Today when I woke up I knew I had to either get a good walk in or attempt to run. I went to my drawer and put on my half marathon shirt. I knew if I was wearing that shirt I was going to workout. I hit the staircase and realized my knee really hurts still. I thought okay a walk. I started down the street and I thought more calories ( I know a little obsessed about weight loss)if I run. So I started to run and it felt really good except for my knee. With every step was ouch ,ouch, ouch and so on! But the rest of my body felt good just my knee really hurt. But once I start running I don't stop. Oh Well got the first run over went better than I thought it would.

Tuesday, April 27, 2010

New Goals!

One reason I am sad that the half marathon is over. I am now scared I am going to loose motivation!! So I have decided I am going to train for a 10k.
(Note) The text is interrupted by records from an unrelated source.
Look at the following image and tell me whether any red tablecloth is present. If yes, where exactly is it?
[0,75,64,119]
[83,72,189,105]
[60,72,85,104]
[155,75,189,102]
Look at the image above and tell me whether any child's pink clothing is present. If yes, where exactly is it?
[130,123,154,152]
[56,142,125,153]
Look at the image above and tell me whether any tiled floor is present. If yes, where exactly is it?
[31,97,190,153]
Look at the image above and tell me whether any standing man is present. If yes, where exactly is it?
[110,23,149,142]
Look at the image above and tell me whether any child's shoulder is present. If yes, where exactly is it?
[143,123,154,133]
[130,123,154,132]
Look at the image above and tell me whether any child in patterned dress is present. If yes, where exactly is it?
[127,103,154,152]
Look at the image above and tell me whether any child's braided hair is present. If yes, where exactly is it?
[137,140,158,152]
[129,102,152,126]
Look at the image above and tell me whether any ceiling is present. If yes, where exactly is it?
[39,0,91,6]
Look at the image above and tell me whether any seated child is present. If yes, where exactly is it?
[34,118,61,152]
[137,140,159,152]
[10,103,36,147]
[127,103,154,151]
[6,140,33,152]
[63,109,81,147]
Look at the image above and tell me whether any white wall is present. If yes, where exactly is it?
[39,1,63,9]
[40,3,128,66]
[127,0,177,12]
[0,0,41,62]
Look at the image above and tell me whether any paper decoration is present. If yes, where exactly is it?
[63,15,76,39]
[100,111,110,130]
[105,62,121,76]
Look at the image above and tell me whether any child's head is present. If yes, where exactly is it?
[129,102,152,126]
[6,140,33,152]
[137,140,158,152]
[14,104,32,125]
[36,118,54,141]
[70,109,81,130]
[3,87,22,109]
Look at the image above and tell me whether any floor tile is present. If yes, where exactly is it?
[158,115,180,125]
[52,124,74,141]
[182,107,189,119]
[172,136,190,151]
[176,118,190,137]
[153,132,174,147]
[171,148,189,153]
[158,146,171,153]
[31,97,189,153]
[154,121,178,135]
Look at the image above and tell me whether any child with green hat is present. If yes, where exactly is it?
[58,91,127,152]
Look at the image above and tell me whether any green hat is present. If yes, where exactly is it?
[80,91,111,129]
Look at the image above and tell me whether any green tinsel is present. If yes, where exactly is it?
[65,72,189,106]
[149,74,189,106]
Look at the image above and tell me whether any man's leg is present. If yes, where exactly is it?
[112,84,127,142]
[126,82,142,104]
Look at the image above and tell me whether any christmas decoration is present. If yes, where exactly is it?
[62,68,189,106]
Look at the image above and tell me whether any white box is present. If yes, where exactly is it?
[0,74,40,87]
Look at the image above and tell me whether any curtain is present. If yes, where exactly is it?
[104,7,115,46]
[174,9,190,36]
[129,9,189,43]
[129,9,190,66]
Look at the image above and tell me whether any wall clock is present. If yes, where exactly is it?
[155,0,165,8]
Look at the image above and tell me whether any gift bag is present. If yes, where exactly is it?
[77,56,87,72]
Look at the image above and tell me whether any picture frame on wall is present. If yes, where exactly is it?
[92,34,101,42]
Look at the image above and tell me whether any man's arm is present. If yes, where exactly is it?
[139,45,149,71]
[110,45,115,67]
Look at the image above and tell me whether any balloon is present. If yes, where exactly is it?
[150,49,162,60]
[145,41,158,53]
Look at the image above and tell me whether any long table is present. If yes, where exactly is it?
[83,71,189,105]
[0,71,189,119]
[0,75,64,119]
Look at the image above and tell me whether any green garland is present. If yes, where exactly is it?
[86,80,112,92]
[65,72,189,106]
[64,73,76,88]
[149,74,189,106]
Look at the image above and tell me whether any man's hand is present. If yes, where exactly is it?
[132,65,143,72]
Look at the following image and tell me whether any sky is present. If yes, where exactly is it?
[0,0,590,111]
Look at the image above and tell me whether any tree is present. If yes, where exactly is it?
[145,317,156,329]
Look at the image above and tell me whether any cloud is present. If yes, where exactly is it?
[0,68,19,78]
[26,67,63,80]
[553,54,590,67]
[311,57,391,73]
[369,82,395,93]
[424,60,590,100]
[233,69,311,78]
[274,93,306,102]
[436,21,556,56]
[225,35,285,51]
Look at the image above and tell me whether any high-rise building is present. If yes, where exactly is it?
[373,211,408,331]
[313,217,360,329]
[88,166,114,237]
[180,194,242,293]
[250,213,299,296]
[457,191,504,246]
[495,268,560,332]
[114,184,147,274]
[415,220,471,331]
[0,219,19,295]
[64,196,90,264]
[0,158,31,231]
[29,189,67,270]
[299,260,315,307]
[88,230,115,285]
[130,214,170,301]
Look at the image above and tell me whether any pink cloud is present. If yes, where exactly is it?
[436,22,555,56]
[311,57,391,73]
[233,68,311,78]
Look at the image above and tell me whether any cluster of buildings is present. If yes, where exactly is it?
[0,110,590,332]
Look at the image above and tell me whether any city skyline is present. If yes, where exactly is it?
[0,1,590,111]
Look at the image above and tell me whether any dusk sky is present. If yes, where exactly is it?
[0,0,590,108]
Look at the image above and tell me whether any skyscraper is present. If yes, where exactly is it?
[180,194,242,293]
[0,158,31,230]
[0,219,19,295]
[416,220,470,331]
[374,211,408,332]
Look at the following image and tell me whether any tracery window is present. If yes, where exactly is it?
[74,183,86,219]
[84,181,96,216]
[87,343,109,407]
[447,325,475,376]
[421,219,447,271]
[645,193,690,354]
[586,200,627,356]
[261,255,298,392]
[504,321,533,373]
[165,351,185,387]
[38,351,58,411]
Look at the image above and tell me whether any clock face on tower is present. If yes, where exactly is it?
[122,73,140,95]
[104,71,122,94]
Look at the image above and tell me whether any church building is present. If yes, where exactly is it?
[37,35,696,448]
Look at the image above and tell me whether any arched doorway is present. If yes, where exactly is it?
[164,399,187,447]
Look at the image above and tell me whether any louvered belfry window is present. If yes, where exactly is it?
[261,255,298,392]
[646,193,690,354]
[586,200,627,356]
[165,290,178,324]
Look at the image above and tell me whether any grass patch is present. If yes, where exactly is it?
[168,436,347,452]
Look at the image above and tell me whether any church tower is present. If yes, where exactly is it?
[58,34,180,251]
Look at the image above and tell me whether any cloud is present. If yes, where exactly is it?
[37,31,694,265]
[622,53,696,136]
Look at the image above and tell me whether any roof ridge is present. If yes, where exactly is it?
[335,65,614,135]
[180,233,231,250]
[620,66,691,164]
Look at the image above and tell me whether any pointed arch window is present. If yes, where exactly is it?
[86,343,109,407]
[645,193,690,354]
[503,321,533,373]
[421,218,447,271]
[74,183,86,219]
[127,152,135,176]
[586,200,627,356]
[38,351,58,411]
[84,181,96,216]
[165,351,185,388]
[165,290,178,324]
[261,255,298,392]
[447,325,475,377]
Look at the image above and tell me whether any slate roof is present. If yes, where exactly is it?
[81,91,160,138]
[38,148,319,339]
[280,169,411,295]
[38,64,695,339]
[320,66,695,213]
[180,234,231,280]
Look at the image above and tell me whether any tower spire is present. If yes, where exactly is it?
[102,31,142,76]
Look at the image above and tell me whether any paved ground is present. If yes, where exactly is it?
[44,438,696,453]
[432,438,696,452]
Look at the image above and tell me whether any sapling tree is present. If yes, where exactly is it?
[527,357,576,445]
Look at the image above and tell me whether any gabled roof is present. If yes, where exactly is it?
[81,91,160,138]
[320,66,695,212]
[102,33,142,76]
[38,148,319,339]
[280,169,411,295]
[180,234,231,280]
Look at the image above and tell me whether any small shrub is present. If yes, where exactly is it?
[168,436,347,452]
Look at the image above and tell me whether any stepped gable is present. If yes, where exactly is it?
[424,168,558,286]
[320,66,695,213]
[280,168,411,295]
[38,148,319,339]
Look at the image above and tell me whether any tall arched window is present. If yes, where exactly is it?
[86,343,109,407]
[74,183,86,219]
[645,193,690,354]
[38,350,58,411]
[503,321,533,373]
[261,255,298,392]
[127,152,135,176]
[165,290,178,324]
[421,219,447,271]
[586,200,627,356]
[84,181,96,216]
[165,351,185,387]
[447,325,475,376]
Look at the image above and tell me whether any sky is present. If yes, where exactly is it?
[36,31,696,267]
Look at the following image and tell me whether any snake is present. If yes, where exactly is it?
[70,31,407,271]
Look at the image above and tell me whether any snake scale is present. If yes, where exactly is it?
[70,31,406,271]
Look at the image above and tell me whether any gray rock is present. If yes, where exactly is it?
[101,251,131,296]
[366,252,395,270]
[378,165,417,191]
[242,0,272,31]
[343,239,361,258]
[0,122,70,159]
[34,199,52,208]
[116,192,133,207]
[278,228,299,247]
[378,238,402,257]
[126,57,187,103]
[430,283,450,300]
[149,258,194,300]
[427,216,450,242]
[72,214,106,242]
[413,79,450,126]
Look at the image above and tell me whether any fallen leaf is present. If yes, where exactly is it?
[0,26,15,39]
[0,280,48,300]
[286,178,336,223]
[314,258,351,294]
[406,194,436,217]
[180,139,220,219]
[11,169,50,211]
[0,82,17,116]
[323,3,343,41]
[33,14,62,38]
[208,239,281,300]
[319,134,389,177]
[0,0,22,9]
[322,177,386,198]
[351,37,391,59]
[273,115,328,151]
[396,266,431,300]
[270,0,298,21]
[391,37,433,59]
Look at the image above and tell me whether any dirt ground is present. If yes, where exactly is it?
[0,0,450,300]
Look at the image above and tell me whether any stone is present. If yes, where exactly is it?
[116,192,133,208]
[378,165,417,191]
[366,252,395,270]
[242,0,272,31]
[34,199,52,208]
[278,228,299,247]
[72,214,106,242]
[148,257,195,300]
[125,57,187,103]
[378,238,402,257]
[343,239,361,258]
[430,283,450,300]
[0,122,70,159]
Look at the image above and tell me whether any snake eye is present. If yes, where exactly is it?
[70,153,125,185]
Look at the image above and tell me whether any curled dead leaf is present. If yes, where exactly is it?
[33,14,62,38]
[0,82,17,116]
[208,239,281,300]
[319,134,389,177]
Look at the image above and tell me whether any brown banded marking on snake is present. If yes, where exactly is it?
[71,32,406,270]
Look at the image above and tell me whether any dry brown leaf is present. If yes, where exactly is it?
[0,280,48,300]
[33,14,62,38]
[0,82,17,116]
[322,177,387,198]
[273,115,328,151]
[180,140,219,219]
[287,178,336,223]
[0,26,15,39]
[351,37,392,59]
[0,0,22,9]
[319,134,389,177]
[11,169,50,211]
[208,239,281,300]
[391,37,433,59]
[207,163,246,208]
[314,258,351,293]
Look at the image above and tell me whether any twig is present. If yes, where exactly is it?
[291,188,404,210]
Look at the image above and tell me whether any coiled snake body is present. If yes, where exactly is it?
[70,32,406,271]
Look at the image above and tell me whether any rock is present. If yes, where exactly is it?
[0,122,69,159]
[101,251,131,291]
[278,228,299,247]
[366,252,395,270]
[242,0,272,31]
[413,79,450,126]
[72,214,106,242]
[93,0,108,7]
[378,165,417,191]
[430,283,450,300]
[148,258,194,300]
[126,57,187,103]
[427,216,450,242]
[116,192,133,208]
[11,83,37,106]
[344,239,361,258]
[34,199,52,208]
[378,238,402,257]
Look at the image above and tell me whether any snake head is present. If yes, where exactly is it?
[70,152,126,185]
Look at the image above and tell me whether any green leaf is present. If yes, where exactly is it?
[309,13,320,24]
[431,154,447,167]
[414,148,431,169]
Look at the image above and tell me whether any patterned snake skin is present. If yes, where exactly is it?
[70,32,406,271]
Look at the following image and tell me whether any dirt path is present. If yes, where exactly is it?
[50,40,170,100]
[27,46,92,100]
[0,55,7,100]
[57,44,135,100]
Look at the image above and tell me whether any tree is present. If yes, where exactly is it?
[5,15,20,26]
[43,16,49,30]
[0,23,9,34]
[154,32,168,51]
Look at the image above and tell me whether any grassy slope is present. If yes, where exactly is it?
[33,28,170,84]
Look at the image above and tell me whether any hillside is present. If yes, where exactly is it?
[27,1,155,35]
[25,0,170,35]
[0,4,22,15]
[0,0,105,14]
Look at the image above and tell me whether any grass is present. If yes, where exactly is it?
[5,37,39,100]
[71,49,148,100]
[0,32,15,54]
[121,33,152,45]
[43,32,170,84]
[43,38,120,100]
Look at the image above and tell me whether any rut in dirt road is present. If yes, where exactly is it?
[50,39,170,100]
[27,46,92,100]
I realize it is less then a half marathon, but it won't take up so much time to train for and instead of working on not walking I am going to work on speed. I haven't decided if I want to follow a training schedule. The thing about a training schedule I can already do a 10k so I don't want to start off at 1 mile but it would be nice to follow during the week. Or I was thinking maybe running a 10k every other Saturday and trying to better my time each time. I don't know!! And does anyone know of any 10k this summer going on?

Recovery is still going my knees did not hurt while I was running but now my right knee hurts! The back of it, every time I take a step I feel like a rubber band is being pulled way to far. I tried to run on Monday I ended up walking 1.5 miles. And today I did a whole bunch of strength training, arm exercises, and training with the bands. Everyone tells me to give my body rest, but I am just so scared I am going to fall back into my old habits. And I still want to loose weight!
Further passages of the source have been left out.